The overhaul represents a definitive break from the pacifist security architecture imposed on Japan following the dismantling of its wartime apparatus.

For decades, intelligence gathering has been strictly partitioned across the defense ministry, diplomatic channels, and police forces.

This chronic lack of interagency coordination established Japan as an exceptionally permissive environment for foreign espionage.

Recent intelligence indicates a significant influx of Russian operatives utilizing Japanese networks to procure sanctioned weapons components, underscoring the severe vulnerabilities in Tokyo’s existing framework.

Allied Strategic Intervention

To expedite the launch, Japanese leadership is leaning heavily on established Western intelligence communities. American officials are currently advising Tokyo on counter-espionage methodologies, cyberdefense architecture, and frameworks for scrutinizing foreign capital investments.

Germany’s foreign intelligence chief recently traveled to Tokyo to negotiate future intelligence-sharing paradigms and assess the developmental progress of the new agency.

Meanwhile, Australian officials are providing the technical and bureaucratic strategies required to integrate Japan’s deeply siloed ministries into a cohesive operational unit.

Andrew Shearer, Australia’s ambassador to Japan and a former national intelligence director, has emerged as a key informal advisor to the Takaichi administration.

He noted that Japan’s capabilities had "been frozen in time for decades."

The Takaichi Doctrine

The creation of a unified domestic intelligence network is the cornerstone of Takaichi’s aggressive defense buildup.

A hardline conservative, she is accelerating the security revitalization strategy initiated by her late mentor, former Prime Minister Shinzo Abe.

The forthcoming agency will launch in December with an initial budget of $407 million.

Operating as the nucleus of Japan’s data analysis operations, the command center will synchronize intelligence streams from approximately 33,000 government personnel.

A specialized intelligence council, directly overseen by the prime minister, will coordinate these operations.

Hundreds of initial recruits, ranging from cybersecurity analysts to overseas liaisons, are scheduled for deployment following entrance examinations next year.

Overcoming Historic Constraints

The transition faces intense domestic and regional opposition rooted in the legacy of the Tokko, Imperial Japan’s wartime secret police.

Critics warn that the centralization of state surveillance power undermines constitutional privacy protections.

Opposition lawmaker Mizuho Fukushima argued the historical absence of a unified agency was "rooted in Japan’s commitment to being a peaceful nation that renounces war, and the result of lessons learned from its own history."

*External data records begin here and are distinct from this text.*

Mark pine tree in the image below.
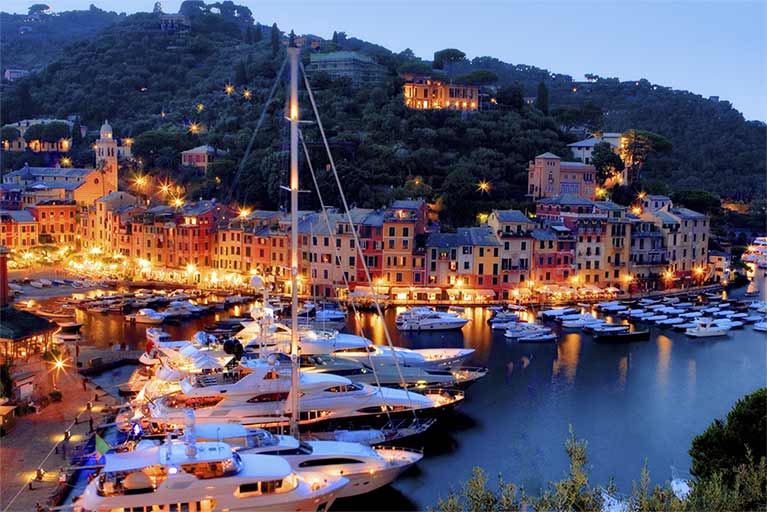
[272,23,280,57]
[535,82,549,114]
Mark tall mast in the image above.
[288,40,301,437]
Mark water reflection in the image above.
[656,334,674,388]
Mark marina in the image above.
[18,284,767,510]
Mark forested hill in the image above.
[0,4,126,71]
[1,1,767,222]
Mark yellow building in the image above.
[402,75,479,110]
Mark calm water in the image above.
[76,294,767,510]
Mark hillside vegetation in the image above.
[2,2,767,223]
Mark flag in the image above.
[96,434,112,456]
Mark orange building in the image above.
[29,199,78,245]
[402,75,479,110]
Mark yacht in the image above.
[396,307,469,331]
[240,322,474,368]
[160,423,423,498]
[125,308,165,324]
[76,440,349,512]
[140,359,463,432]
[685,321,729,338]
[296,355,487,391]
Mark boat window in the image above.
[325,384,362,393]
[298,457,362,468]
[166,394,224,409]
[248,391,288,404]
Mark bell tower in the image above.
[96,121,117,190]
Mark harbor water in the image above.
[78,292,767,510]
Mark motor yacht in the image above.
[76,440,349,512]
[153,423,423,498]
[125,308,166,324]
[140,359,463,432]
[395,307,469,331]
[685,320,729,338]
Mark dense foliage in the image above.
[0,0,765,224]
[436,389,767,512]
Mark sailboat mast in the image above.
[288,41,301,437]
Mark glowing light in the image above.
[477,180,491,193]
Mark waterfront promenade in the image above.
[0,368,117,512]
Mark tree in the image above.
[591,142,624,185]
[690,388,767,484]
[433,48,466,69]
[621,129,672,182]
[271,23,280,58]
[29,4,51,16]
[535,82,549,114]
[496,82,525,111]
[455,69,498,85]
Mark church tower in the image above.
[96,121,117,190]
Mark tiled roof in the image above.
[538,194,594,206]
[493,210,533,224]
[458,226,501,246]
[0,210,35,222]
[671,207,706,220]
[0,306,58,340]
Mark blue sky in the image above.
[2,0,767,121]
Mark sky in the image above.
[6,0,767,121]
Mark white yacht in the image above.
[396,306,469,331]
[125,308,166,324]
[76,441,349,512]
[685,320,729,338]
[140,359,463,432]
[169,423,423,498]
[240,322,474,368]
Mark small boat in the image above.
[594,329,650,343]
[685,321,729,338]
[517,332,557,343]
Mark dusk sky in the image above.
[2,0,767,121]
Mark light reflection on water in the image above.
[60,294,767,510]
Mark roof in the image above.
[0,306,58,340]
[3,165,93,180]
[426,231,471,249]
[309,51,376,64]
[653,210,679,224]
[538,194,594,206]
[559,162,594,171]
[533,229,557,240]
[671,207,706,220]
[493,210,533,224]
[458,226,501,246]
[27,181,84,190]
[181,144,226,155]
[0,210,35,222]
[391,199,424,210]
[594,201,626,212]
[567,137,602,148]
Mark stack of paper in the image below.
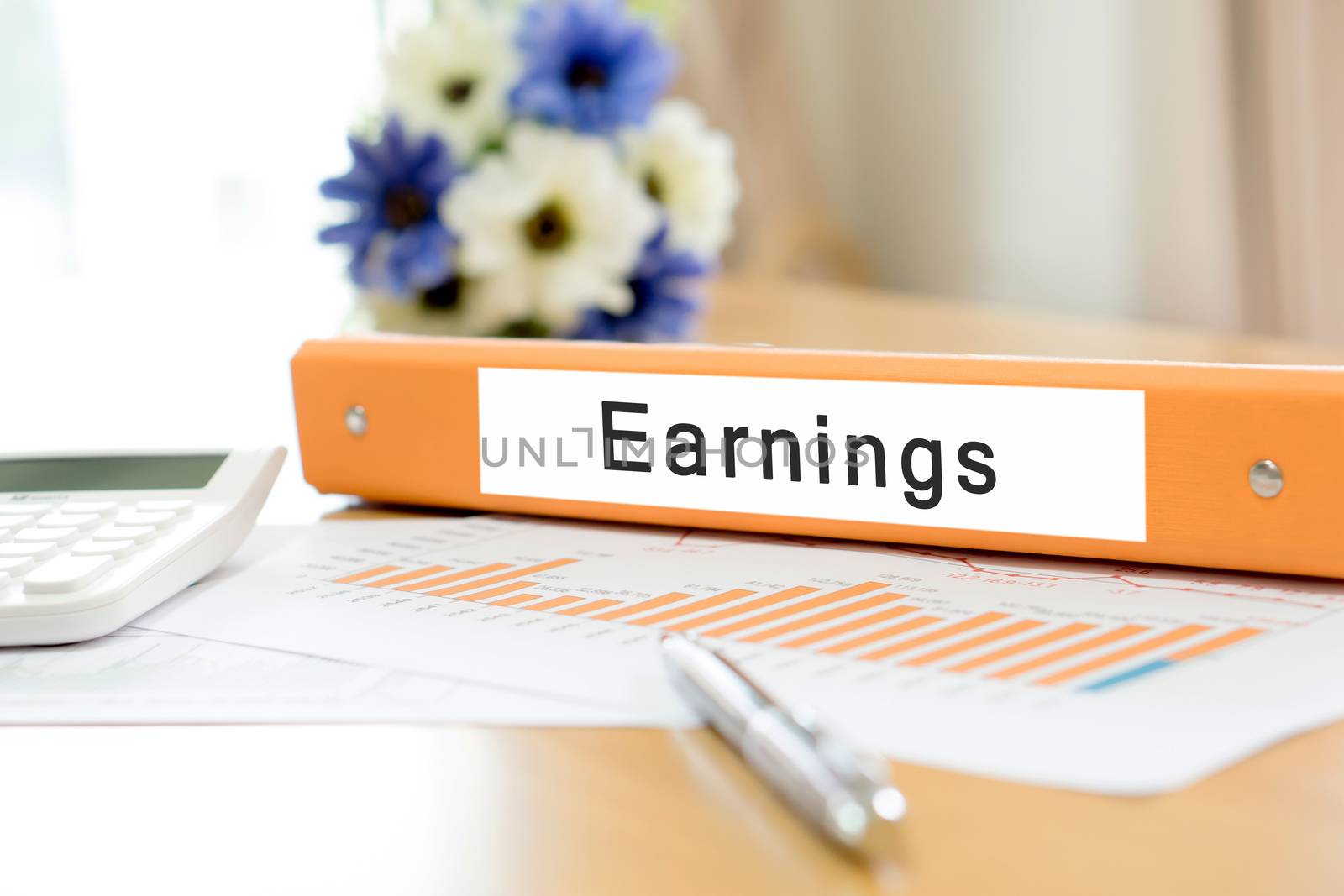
[121,517,1344,793]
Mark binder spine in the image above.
[293,338,1344,576]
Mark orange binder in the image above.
[293,338,1344,576]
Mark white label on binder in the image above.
[479,368,1147,542]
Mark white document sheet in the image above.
[0,527,632,726]
[0,627,645,726]
[137,517,1344,794]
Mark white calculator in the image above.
[0,448,285,645]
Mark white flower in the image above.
[383,0,519,161]
[439,123,659,331]
[622,99,742,259]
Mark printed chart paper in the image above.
[0,527,630,726]
[139,517,1344,794]
[0,629,639,726]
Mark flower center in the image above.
[383,184,428,230]
[643,170,665,203]
[564,59,606,90]
[522,202,570,253]
[438,78,475,106]
[421,277,462,311]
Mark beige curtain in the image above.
[681,0,1344,341]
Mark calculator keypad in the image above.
[0,500,213,611]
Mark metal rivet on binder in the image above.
[345,405,368,435]
[1250,461,1284,498]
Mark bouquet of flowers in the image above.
[318,0,739,341]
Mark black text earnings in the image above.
[602,401,997,511]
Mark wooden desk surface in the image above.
[10,284,1344,896]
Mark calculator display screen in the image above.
[0,454,227,491]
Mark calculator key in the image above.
[13,525,79,544]
[0,558,38,579]
[38,513,102,529]
[60,501,118,516]
[91,525,159,548]
[23,556,114,594]
[113,513,177,529]
[136,501,191,517]
[0,501,51,516]
[70,538,139,560]
[0,542,60,560]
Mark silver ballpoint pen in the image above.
[661,632,906,854]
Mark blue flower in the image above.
[509,0,676,134]
[570,226,710,343]
[318,118,457,296]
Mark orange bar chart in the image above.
[491,594,542,607]
[858,612,1008,659]
[665,584,822,631]
[780,605,918,647]
[990,625,1147,679]
[634,589,755,626]
[1167,629,1265,663]
[451,582,536,600]
[593,591,690,622]
[332,565,401,584]
[417,560,575,599]
[703,582,887,638]
[528,594,583,612]
[945,622,1097,672]
[331,558,1265,690]
[396,563,509,591]
[742,594,906,643]
[900,619,1046,666]
[365,565,449,589]
[822,616,943,656]
[1032,625,1208,685]
[560,598,621,616]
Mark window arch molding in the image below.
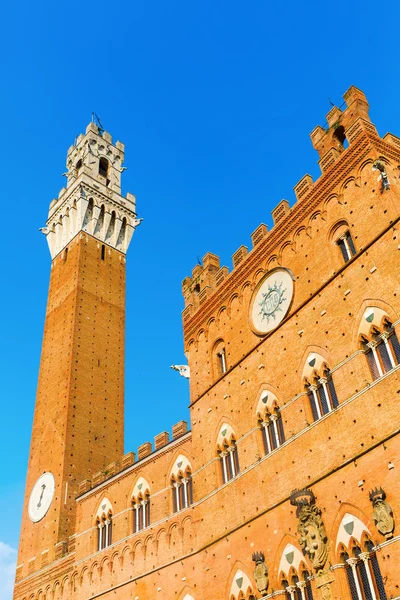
[131,476,150,533]
[168,454,193,513]
[358,303,400,380]
[256,387,285,455]
[302,351,339,421]
[216,421,240,483]
[352,298,400,350]
[224,562,255,600]
[95,497,113,551]
[328,219,357,266]
[211,337,228,381]
[330,503,387,600]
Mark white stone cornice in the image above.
[41,123,141,258]
[42,178,139,258]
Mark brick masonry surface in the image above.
[14,87,400,600]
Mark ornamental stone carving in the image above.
[369,487,394,540]
[252,552,269,596]
[290,489,329,572]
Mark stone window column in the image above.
[141,500,147,529]
[380,331,396,369]
[261,421,272,454]
[134,503,140,533]
[318,377,332,412]
[104,519,111,548]
[296,581,307,600]
[270,415,281,448]
[339,232,352,260]
[359,552,377,600]
[286,585,296,600]
[220,452,228,483]
[310,384,322,419]
[228,446,236,477]
[367,341,383,377]
[174,482,181,512]
[346,558,363,600]
[97,521,104,550]
[182,478,188,508]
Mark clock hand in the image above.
[37,484,46,508]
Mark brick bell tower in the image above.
[18,123,140,577]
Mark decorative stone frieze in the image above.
[369,487,394,540]
[252,552,269,596]
[290,489,329,572]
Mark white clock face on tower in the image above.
[249,268,294,335]
[28,473,56,523]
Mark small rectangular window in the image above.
[218,349,226,375]
[337,231,356,263]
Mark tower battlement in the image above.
[42,123,140,258]
[182,86,400,329]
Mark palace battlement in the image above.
[182,86,400,339]
[79,421,188,496]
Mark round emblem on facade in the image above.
[249,269,294,335]
[28,473,55,523]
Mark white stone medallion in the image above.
[249,268,294,335]
[28,472,56,523]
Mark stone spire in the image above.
[41,123,141,258]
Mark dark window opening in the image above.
[333,125,349,148]
[337,231,356,263]
[99,158,108,177]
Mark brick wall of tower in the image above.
[15,88,400,600]
[18,235,125,573]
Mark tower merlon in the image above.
[182,252,222,308]
[310,85,377,172]
[42,123,140,258]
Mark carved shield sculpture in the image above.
[369,488,394,540]
[290,489,329,572]
[252,552,269,595]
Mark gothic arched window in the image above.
[256,390,285,454]
[96,512,112,550]
[361,319,400,380]
[132,491,150,533]
[341,540,387,600]
[217,423,240,483]
[307,370,339,421]
[303,352,339,421]
[260,406,285,454]
[171,455,193,513]
[218,440,239,483]
[99,157,108,177]
[213,340,228,379]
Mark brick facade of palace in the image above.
[14,87,400,600]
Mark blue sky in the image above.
[0,0,400,588]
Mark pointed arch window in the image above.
[282,570,314,600]
[307,370,339,421]
[361,320,400,380]
[336,231,356,263]
[171,467,193,513]
[99,157,108,177]
[260,406,285,454]
[97,512,112,550]
[133,492,150,533]
[219,439,240,483]
[341,540,387,600]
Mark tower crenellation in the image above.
[14,87,400,600]
[42,123,140,258]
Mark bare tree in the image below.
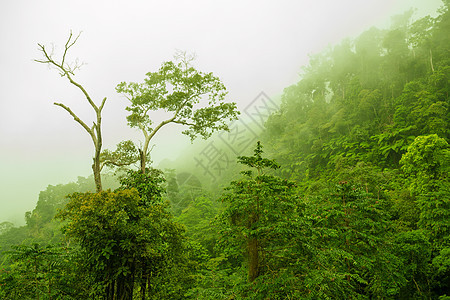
[116,52,239,173]
[35,31,106,192]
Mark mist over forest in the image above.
[0,0,450,300]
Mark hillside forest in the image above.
[0,1,450,300]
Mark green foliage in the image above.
[58,170,183,299]
[116,57,237,139]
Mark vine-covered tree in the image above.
[34,31,106,192]
[116,53,238,172]
[220,142,296,282]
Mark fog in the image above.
[0,0,441,224]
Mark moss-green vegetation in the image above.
[0,1,450,299]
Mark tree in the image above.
[116,53,238,172]
[400,134,450,295]
[34,31,106,192]
[58,169,184,300]
[220,142,296,282]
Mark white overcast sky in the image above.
[0,0,441,223]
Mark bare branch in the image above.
[172,120,195,126]
[53,102,96,143]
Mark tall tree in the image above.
[116,53,238,173]
[34,31,106,192]
[220,142,296,282]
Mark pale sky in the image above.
[0,0,441,224]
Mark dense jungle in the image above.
[0,1,450,300]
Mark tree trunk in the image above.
[92,156,102,193]
[247,238,259,282]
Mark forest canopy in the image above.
[0,1,450,300]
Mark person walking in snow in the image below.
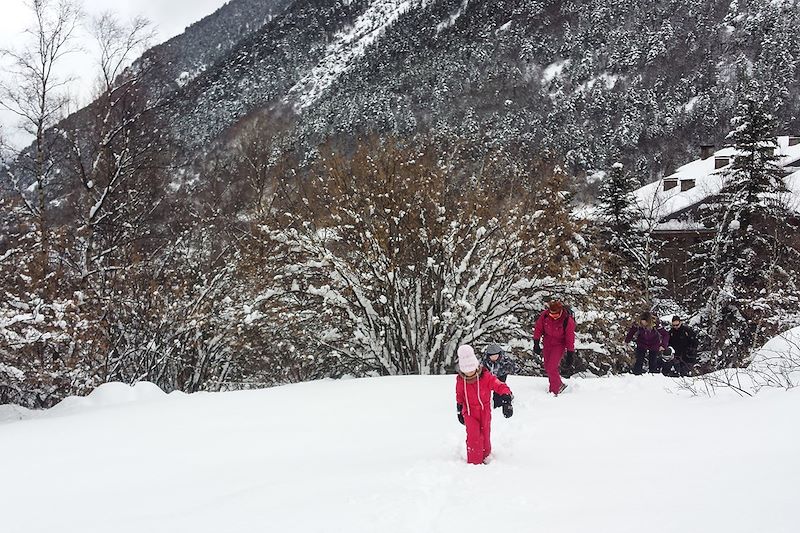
[662,315,698,376]
[533,299,575,396]
[625,311,669,376]
[456,345,513,465]
[481,344,517,412]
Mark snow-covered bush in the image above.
[239,143,579,374]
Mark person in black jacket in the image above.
[481,344,517,418]
[662,315,697,376]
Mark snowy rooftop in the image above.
[635,137,800,224]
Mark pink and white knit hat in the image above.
[458,344,480,374]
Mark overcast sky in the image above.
[0,0,228,145]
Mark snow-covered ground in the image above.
[0,376,800,533]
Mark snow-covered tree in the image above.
[241,143,559,374]
[694,97,800,366]
[598,163,663,305]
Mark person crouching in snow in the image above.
[533,300,575,396]
[481,344,517,418]
[456,345,513,465]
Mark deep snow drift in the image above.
[0,376,800,533]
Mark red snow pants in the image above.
[464,405,492,465]
[542,341,567,394]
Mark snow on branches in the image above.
[242,143,559,374]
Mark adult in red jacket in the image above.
[533,300,575,396]
[456,345,512,465]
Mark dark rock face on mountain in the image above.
[10,0,800,182]
[147,0,800,181]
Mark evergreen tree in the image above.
[695,96,800,367]
[598,163,662,305]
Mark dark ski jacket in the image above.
[669,324,697,357]
[625,324,669,352]
[481,354,517,381]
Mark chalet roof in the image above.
[635,137,800,223]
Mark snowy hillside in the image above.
[0,376,800,533]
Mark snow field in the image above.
[0,376,800,533]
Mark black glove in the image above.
[492,392,503,409]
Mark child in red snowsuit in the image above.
[456,345,512,465]
[533,300,575,396]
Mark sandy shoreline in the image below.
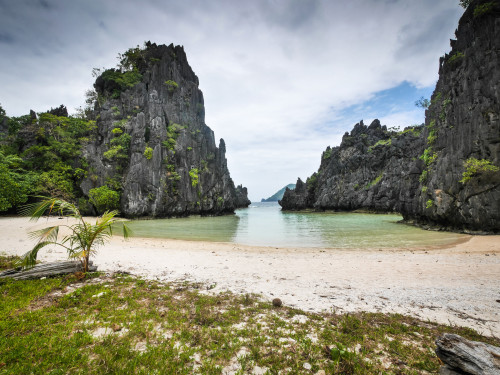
[0,217,500,337]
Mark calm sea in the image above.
[119,203,464,248]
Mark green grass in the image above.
[0,254,498,374]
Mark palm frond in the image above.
[28,225,59,242]
[14,241,54,270]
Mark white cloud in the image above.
[0,0,463,199]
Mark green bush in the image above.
[418,169,429,183]
[189,168,200,186]
[460,158,500,184]
[368,138,392,152]
[144,146,153,160]
[447,51,465,64]
[165,79,179,92]
[89,185,120,214]
[474,1,495,18]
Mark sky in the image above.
[0,0,464,201]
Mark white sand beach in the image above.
[0,217,500,337]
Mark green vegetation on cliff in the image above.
[0,106,95,211]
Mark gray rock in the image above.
[280,0,500,232]
[436,333,500,375]
[81,43,248,217]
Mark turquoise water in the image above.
[119,203,464,248]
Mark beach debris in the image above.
[436,333,500,375]
[0,260,97,280]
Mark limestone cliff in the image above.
[281,0,500,232]
[81,42,248,216]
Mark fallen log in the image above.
[0,260,97,280]
[436,333,500,375]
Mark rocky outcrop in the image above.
[280,120,424,212]
[236,185,252,208]
[81,42,248,216]
[280,0,500,232]
[260,184,295,203]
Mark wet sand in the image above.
[0,217,500,337]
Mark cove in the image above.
[117,203,467,249]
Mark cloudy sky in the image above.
[0,0,463,201]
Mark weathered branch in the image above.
[436,333,500,375]
[0,260,97,280]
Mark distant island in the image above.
[260,184,295,202]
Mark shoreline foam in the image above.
[0,218,500,337]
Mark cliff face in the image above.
[81,43,248,216]
[281,0,500,232]
[280,120,424,212]
[402,0,500,231]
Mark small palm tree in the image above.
[17,197,130,272]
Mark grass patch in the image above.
[0,258,499,374]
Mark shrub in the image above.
[144,146,153,160]
[368,138,392,152]
[460,158,500,184]
[420,147,437,166]
[418,169,429,183]
[474,1,495,18]
[321,147,332,160]
[189,168,200,186]
[447,51,465,64]
[165,79,179,92]
[89,185,120,213]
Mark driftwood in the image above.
[436,333,500,375]
[0,260,97,280]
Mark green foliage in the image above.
[446,51,465,65]
[165,79,179,93]
[418,169,429,183]
[144,146,153,160]
[217,197,224,208]
[459,0,472,8]
[189,168,200,186]
[89,185,120,213]
[321,147,332,160]
[36,169,75,200]
[100,68,142,99]
[169,171,181,181]
[18,198,129,272]
[368,138,392,152]
[400,125,421,137]
[415,96,431,109]
[364,172,384,189]
[102,133,132,161]
[474,1,496,18]
[306,172,319,193]
[111,105,121,116]
[460,158,500,184]
[0,151,36,211]
[420,147,437,166]
[161,138,177,150]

Despite these internal frictions, the cabinet secretariat maintains that the overhaul is a critical necessity to counter intellectual property theft and combat sophisticated disinformation campaigns engineered by Beijing.

Richard Samuels, a political science professor at the Massachusetts Institute of Technology, characterized the development as a foundational shift for Tokyo.

“This is a giant step in the direction of having a fully integrated and robust intelligence community,” he said.